A request to renew any loan from the Fund that has reached its scheduled maturity and has not been repaid in full may be approved by the Finance Committee (or Director if the principal balance does not exceed $250,000), with any additional terms and conditions, including interest rate, that it may determine. A new application, including an application fee and supporting documentation, are required to initiate review of the request.

(f)

Shall set forth a procedure for formal declaration of delinquency or default of payment by the Department. Loans shall be declared delinquent when any payment is more than ten days late. Borrower shall be notified in writing of declaration of delinquency, and shall have 31 days from the original payment date to bring the loan current.
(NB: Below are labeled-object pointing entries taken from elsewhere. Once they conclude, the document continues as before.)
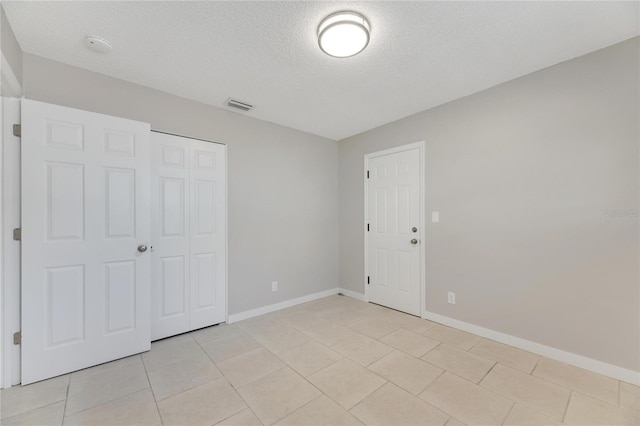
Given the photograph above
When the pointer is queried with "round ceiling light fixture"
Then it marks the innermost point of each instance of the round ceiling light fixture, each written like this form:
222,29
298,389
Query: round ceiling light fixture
343,34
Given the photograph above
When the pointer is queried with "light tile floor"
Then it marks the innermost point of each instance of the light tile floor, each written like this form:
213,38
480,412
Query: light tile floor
334,361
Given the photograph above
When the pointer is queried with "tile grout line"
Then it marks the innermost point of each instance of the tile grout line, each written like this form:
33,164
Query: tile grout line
508,412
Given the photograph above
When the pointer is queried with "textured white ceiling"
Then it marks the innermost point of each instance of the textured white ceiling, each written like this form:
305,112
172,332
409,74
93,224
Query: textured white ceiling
421,54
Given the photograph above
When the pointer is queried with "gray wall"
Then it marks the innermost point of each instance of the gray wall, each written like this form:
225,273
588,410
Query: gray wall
10,47
522,175
283,183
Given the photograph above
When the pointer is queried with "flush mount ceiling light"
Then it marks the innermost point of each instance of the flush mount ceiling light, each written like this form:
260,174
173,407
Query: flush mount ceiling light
343,34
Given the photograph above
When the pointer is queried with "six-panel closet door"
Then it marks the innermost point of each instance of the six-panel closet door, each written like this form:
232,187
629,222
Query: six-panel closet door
188,199
85,228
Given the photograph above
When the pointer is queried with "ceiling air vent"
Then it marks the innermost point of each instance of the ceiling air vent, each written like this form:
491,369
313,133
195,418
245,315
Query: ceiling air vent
242,106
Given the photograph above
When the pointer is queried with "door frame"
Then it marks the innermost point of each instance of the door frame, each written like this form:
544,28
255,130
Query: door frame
421,146
10,259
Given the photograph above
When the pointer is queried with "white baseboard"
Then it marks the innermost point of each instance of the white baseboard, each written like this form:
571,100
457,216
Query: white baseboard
590,364
352,294
281,305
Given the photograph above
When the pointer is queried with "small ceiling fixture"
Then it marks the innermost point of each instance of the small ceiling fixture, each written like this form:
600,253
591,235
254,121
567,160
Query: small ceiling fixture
97,44
343,34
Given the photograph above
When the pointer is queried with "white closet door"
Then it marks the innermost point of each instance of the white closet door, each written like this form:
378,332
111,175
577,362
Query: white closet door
170,223
208,233
85,211
189,234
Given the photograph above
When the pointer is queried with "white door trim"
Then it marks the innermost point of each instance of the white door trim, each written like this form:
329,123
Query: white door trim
421,146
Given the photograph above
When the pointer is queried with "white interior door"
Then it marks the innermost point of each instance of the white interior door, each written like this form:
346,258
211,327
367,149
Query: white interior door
189,234
208,233
170,163
394,189
85,211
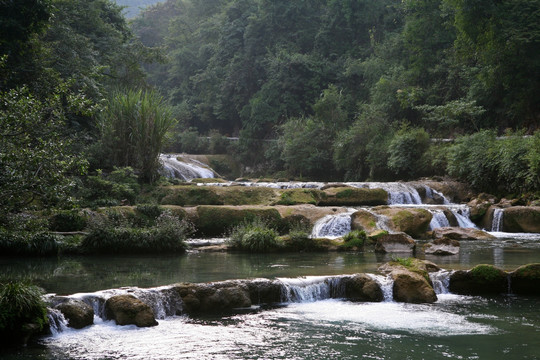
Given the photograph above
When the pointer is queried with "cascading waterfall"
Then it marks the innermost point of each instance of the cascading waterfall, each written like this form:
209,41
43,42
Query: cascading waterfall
496,225
186,170
311,288
333,226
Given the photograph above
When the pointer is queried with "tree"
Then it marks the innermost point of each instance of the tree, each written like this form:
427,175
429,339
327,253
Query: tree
36,162
133,127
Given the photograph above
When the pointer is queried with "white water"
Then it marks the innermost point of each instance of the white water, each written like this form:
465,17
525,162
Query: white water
497,223
187,170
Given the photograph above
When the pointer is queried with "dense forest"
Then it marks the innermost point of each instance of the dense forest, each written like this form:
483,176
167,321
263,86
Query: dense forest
312,89
350,89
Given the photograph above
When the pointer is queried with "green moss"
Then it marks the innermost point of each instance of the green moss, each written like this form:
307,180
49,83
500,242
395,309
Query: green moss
216,220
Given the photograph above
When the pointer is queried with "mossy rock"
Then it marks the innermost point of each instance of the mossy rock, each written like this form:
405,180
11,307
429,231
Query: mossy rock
480,280
525,280
347,196
299,196
522,219
217,220
414,222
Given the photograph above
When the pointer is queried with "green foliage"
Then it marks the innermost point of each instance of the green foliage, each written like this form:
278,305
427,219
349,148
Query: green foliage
21,306
254,236
354,239
67,220
406,151
133,127
167,236
35,158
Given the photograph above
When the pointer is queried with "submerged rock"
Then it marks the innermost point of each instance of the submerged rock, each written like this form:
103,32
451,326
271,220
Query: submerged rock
395,243
525,280
480,280
77,313
444,246
457,233
128,310
361,287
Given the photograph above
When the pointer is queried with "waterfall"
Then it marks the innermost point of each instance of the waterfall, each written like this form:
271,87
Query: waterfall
57,321
387,286
441,281
333,226
497,223
311,288
439,219
187,170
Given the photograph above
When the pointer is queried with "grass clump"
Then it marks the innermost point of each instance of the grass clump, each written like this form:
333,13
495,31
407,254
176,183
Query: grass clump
111,236
255,236
22,311
354,239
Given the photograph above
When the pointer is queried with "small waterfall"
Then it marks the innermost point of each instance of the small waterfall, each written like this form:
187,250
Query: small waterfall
462,216
439,219
387,286
497,223
186,170
311,288
441,281
333,226
57,321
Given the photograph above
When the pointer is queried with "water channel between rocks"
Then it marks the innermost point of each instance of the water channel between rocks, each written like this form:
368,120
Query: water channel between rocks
306,327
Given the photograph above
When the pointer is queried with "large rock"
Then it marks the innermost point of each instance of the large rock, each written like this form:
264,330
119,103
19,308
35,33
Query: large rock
214,297
480,280
364,220
128,310
395,243
361,287
411,280
349,196
525,280
457,233
522,219
78,313
412,221
444,246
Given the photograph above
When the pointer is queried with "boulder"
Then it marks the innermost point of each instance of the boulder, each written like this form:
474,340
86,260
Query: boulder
128,310
348,196
522,219
77,313
480,280
411,280
364,220
412,221
395,243
457,233
525,280
214,297
411,287
361,287
444,246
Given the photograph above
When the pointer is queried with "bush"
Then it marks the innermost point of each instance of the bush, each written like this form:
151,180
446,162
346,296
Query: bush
28,243
167,236
67,220
22,311
255,236
355,238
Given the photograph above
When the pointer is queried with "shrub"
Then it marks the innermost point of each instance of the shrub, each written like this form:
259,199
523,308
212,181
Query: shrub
167,236
67,220
254,236
22,311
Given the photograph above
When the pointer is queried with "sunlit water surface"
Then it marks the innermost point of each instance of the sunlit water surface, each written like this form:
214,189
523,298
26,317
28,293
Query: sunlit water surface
455,327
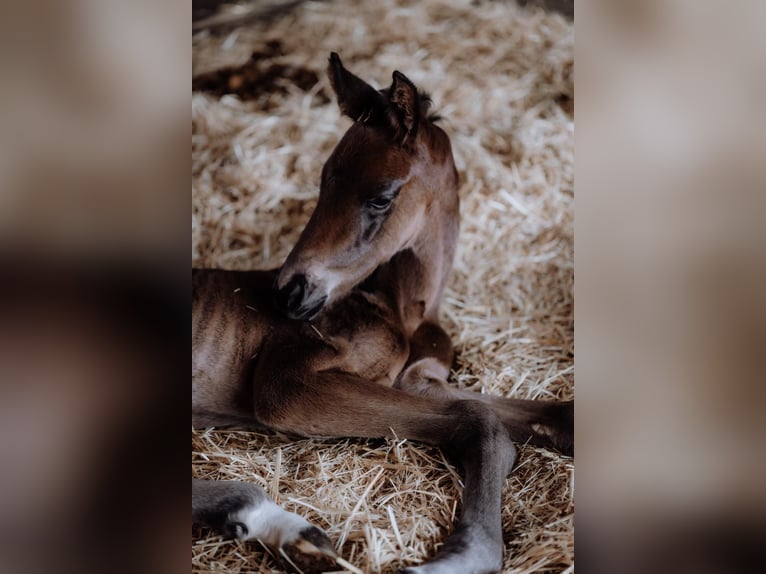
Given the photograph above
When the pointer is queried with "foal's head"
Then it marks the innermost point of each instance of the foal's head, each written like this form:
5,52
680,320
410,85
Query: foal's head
389,179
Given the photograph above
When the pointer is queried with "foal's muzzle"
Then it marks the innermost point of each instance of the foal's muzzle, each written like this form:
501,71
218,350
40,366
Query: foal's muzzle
298,299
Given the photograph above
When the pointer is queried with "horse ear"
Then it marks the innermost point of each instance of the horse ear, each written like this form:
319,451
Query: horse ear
404,103
356,98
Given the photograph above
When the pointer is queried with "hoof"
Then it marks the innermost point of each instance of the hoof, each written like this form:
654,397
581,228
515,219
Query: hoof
312,552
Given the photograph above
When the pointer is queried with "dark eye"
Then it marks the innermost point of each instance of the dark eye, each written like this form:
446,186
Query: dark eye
380,203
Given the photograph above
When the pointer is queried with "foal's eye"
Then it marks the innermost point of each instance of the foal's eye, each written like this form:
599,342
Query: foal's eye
380,203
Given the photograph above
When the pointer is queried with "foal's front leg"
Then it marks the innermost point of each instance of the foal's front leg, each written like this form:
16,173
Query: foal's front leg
244,511
335,404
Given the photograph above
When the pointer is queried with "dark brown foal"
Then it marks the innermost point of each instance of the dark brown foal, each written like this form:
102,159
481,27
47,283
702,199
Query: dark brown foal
344,340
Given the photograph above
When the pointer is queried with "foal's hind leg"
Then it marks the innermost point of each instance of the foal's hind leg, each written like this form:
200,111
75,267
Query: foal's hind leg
244,511
334,404
542,423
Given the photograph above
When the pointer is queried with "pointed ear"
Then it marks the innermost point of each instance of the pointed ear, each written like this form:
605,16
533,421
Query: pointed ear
356,98
404,103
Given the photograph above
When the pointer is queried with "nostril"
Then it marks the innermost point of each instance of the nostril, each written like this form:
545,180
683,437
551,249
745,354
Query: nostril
290,297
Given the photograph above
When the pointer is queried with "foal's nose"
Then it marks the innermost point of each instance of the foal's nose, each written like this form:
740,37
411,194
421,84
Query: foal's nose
290,297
If the loan is not brought current, or arrangements satisfactory to the Department for bringing the loan current have not been made, the Department may declare the loan in default, declare the entire outstanding indebtedness to be forthwith due and payable and assign the loan to the Attorney General for collection; The Finance Committee or the Director or their designee is authorized to approve any modification of terms on a loan that is delinquent or in default as deemed necessary or prudent to most likely effect repayment of the loan to the Fund.

(g)

May allow for forms of payment on loans other than scheduled principal and interest payments, as determined by the Finance Committee, or Director in the case of loans of $250,000 or less.

(2)

Provisions satisfactory to the Department for field engineering and inspection, the Department to be the final judge of completion of the contract.

(3)

That the liability of the state under the contract is contingent upon the availability of moneys in the Oregon Business Development Fund for use in the business development project.

(4)

Such further provisions as the Finance Committee considers necessary to ensure expenditure of the funds for the purposes set forth in the approved application.

(5)

That the borrower is responsible for payment of:

(a)

All of the expenses of the operation and maintenance of the project, including adequate insurance;

(b)

All taxes and special assessments levied with respect to the leased premises and payable during the term of the lease;

(c)

Insurance premiums and providing insurance in amount and coverage acceptable to the Finance Committee. Such insurance shall include but shall not be limited to: fire and hazard insurance, liability insurance and flood insurance (if applicable); and

(d)

Out-of-pocket costs associated with the loan closing which may include but are not limited to filing and recording fees, title insurance and appraisals, and attorney fees.

(6)

That the borrower will provide to the Department on an annual basis, within 120 days of the end of its fiscal year, the same type of financial statements as required by the participating bank. The Finance Committee or the Department may require additional financial information.

(7)

The Finance Committee, or Director for loans under $250,000, may require an assignment of life insurance on active principals in borrower.

(8)

The Department, at its sole discretion, may require the execution of a Commitment Letter and receipt of a non-refundable Commitment Fee to secure resources necessary to fund the loan. The Commitment Fee will be applied at closing to the loan fee. If the loan does not close, the Commitment Fee will not be refunded.

(9)

In the case of loans of more than $100,000 that are funded by proceeds from the Oregon Lottery, that the borrower shall make a good faith effort to hire and retain low-income individuals who have received job training assistance from publicly funded job training providers and enter into a first-source hiring agreement with a publicly funded job training provider.

(10)

If the loan will result in the construction, expansion, rehabilitation or remodeling of a facility to which the public has access, adequate access for handicapped persons must be provided. This provision applies only to firms that deal directly with the general public in the normal and usual course of their business, and to facilities in which business is customarily transacted by and with members of the general public.

(11)

If a project involves building construction, expansion, rehabilitation or modification, a loan from the fund shall be permanent and not interim financing.